Lion’s mane, reishi, and chaga
There are many different adaptogens, but among the most popular are reishi, chaga, and lion’s mane. Nicknamed the queen of mushrooms or the chill mushroom, reishi primarily helps reduce stress—and because stress has a whole breadth of underlying causes, Broida often recommends this chill mushroom as the one to start with. If reishi is the queen, then chaga is the king. Rich in antioxidants and popular with frequent fliers, chaga is your daily bodyguard because it helps build up your immune system. Lastly, known as the “think” mushroom, lion’s mane helps support productivity and creativity; Broida says “it’s like a hug for your brain.”
The taste of adaptogens can be described as earthy and sometimes bitter, which typically correlates with strength. Stephanie Park, founder and CEO of Wylde One, explains that in their adaptogenic elixirs, they add natural flavours and herbs to round out the taste. But when taken regularly, your palate may evolve. “What’s interesting,” Linde adds, “is people’s tastes change as their bodies start associating [it with] feeling good.
Adaptogens can be consumed as pills and tinctures, but the most common form is powder—specifically, extracted powders that “unlock the beneficial compounds and make adaptogens more bioavailable,” Park says. The extraction process is crucial because there’s something called chitin in the cell walls of mushrooms that the human body cannot break down.
Despite the highly lauded benefits, it’s important to keep in mind that adaptogens can’t make something out of nothing. If you don't have a healthy foundation first, they are not going to be the most effective (and of course, they do not replace modern medicine).

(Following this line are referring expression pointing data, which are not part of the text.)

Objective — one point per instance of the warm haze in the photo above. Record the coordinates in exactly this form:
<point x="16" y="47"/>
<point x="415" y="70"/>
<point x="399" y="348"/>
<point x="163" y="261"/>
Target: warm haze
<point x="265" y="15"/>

And at the end of the day, taking adaptogens is meant to be ritualistic. Linde explains that “these plant materials are best had in small servings on a daily basis, over an extended period of time.” The best way to incorporate an adaptogen into your life is as part of your existing schedule. “It’s challenging to make something sustainable that’s totally different than your normal routine,” Park asserts. So it’s good to do what will work for you, whether that’s mixing lion’s mane into your tea or blending ashwagandha into your smoothie.
It’s this ritual aspect that Broida says sparked Four Sigmatic to expand into the skincare space with a mask and serum to provide more ways for people to incorporate adaptogens into their routines. Youth to the People’s Adaptogen Deep Moisture Cream and Moon Juice’s Plumping Jelly Serum have also joined the ranks of adaptogenic beauty products. From stomach to skin, adaptogens are a nice option for people looking to make themselves feel good—naturally.